E esse mal-estar tornou-se perpétuo, para desgraça de tantos, quando a possibilidade de o México participar na Libertadores, o grande feudo competitivo, feroz e apaixonante do nosso continente, e no qual tínhamos sabido competir até às fases finais, apenas para continuar a aglomerar mais desejos de glória com finais disputadas pelo Cruz Azul, Chivas e Tigres, foi eliminada para sempre.

Pachuca: a honrosa exceção

Entre todos esses episódios que colaboraram para engrandecer a lenda do nosso estilo de vida apaixonado baseado no "ya merito", está o Pachuca Football Club.

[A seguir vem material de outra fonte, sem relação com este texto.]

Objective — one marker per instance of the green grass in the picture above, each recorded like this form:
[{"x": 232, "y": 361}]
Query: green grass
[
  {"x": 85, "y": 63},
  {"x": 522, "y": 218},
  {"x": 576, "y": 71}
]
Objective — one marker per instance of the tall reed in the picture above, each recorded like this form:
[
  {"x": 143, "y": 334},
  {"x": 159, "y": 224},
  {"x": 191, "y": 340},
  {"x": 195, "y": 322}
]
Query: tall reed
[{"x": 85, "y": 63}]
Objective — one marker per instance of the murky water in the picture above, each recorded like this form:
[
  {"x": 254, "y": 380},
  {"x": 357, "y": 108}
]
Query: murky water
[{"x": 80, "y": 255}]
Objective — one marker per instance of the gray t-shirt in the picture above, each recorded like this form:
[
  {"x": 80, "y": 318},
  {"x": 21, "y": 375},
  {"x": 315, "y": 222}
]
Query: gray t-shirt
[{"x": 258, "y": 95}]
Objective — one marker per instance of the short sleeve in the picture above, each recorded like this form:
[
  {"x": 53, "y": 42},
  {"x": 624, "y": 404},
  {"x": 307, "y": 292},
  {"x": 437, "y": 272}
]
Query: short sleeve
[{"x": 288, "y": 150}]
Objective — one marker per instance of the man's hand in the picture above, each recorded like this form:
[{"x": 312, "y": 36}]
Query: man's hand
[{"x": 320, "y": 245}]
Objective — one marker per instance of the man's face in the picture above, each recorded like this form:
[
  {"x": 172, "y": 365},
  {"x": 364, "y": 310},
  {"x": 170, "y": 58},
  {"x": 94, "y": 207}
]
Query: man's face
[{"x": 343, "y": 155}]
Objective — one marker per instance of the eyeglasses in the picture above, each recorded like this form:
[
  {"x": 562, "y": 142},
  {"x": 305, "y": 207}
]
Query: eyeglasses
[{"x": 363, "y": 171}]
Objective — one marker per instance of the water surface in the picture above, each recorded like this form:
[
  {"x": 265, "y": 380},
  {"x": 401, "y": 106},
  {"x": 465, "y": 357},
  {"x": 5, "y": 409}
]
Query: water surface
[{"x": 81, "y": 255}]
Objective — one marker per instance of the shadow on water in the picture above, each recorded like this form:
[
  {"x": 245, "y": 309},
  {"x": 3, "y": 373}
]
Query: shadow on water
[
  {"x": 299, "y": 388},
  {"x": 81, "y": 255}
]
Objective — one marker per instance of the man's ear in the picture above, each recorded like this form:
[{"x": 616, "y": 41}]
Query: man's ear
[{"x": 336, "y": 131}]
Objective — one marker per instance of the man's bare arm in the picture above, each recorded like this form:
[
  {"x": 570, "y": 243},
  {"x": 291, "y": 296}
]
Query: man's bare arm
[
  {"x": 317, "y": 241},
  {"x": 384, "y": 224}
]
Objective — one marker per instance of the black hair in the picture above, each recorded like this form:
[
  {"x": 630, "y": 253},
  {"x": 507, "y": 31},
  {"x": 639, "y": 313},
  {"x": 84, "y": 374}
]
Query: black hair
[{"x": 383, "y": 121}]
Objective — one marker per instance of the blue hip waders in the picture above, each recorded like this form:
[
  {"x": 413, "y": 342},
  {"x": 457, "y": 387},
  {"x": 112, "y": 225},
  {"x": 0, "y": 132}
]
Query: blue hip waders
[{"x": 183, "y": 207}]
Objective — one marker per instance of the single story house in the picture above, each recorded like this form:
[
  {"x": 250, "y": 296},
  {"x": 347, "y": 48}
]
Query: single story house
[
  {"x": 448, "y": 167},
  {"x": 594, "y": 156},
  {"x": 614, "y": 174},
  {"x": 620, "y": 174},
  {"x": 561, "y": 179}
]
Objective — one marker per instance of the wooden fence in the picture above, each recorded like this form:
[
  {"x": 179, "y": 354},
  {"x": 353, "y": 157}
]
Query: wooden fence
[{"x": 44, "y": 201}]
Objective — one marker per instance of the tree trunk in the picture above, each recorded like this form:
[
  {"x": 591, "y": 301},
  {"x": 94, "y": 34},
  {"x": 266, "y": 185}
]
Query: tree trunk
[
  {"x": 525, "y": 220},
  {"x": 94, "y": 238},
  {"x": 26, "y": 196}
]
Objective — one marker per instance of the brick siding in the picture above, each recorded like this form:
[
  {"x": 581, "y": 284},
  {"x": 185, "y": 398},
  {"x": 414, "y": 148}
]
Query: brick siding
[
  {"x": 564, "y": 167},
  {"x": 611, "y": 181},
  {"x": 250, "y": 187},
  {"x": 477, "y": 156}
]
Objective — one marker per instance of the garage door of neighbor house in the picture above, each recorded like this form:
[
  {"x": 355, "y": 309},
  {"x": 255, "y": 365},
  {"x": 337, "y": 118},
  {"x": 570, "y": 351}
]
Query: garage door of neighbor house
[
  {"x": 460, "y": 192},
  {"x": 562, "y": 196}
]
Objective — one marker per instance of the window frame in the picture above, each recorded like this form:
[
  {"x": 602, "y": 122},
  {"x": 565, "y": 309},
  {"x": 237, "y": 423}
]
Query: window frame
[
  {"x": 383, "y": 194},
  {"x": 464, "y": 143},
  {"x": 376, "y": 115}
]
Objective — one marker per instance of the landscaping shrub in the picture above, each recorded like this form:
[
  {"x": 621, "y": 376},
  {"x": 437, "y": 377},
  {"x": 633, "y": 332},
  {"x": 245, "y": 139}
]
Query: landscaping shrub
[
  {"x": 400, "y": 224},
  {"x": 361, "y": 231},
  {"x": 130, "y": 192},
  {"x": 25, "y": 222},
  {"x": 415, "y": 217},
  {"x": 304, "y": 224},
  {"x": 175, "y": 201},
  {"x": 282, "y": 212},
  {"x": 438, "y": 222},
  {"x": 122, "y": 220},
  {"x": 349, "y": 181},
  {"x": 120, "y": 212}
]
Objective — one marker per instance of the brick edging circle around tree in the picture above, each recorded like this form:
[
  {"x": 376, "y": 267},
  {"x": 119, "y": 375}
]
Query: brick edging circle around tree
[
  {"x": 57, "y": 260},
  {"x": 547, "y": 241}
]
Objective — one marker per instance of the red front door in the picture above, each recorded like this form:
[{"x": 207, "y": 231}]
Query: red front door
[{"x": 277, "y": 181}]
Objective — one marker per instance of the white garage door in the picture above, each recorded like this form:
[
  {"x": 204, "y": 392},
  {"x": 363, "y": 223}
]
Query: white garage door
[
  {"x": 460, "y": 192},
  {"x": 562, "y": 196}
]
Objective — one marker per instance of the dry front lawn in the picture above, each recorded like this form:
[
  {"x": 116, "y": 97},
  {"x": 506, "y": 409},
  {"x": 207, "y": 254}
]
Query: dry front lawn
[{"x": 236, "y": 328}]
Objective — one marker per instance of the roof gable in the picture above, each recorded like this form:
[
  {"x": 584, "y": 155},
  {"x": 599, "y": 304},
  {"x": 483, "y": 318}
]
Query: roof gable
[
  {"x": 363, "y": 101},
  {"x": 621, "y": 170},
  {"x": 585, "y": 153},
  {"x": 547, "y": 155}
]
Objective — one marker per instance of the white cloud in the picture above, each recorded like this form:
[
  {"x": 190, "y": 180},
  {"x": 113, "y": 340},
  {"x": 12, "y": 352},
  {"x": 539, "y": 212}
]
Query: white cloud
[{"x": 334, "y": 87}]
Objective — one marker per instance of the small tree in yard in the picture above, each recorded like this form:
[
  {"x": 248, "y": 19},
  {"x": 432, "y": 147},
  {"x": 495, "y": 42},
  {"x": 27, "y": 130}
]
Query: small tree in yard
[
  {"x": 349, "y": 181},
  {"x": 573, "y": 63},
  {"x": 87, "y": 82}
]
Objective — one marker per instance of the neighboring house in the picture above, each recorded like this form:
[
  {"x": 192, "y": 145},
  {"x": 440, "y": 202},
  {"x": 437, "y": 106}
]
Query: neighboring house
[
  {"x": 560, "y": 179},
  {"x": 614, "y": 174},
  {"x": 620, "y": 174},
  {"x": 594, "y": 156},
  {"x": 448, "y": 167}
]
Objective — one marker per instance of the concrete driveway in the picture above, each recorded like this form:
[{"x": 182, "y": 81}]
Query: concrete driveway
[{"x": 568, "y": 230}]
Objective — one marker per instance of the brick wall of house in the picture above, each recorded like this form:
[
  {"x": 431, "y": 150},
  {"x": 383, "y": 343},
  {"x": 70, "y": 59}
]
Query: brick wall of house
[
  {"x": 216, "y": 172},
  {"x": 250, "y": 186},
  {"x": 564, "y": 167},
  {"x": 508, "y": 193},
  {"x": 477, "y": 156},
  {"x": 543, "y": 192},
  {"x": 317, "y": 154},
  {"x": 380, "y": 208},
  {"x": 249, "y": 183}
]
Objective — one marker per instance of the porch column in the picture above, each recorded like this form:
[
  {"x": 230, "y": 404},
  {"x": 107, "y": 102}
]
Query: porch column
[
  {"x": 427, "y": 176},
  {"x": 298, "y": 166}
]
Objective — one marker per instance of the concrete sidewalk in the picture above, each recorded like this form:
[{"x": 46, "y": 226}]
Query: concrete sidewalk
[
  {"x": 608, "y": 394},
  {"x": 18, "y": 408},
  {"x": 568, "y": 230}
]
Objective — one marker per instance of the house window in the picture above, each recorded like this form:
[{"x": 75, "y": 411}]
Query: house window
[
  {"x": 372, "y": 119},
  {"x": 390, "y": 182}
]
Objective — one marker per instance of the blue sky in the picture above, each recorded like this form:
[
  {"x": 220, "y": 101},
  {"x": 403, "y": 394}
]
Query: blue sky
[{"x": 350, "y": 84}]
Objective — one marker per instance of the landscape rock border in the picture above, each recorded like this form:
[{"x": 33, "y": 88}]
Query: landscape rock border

Los Tuzos orgulham-se de ser o berço do futebol mexicano e de ter um projeto sólido baseado na multipropriedade construída e exercida pelo empresário Jesús Martínez.

Enquanto o Grupo Pachuca aguarda a decisão da FIFA sobre a possibilidade de disputar o próximo Mundial de Clubes, a equipa de Guillermo Almada chegou à Taça Intercontinental com uma única missão: demonstrar que o que se passa na direção está longe de ser o que acontece em campo.

Com habilidade, sofrimento e sorte, o Pachuca chegou à final da Taça Intercontinental no sábado, onde enfrentará o Real Madrid, que tem vindo a enfrentar um calendário difícil, com a perda dos seus principais jogadores. As vitórias sobre o Al-Ahly do Egito e, principalmente, sobre o Botafogo trouxeram de volta à mesa o debate sobre o quanto o México e os seus clubes poderiam contribuir em competições internacionais de alto nível.

Resultados do Pachuca
Resultados do PachucaFlashscore

E, acima de tudo, a nova façanha de Hidalgo reforçou a história do Pachuca, que abalou o país ao vencer a Sul-Americana em 2006 contra o Colo Colo de Alexis Sánchez, Arturo Vidal e Humberto Suazo.

Jesus Martínez ficou furioso com a perspetiva de a FIFA eliminar uma das duas equipas do Grupo Pachuca que se qualificaram para o Mundial de Clubes. "Eles mereceram em campo", disse «em alto e bom som. E neste sábado, quando um país mais uma vez colocou as suas esperanças de elite nas costas, os seus Tuzos não o deixaram mal.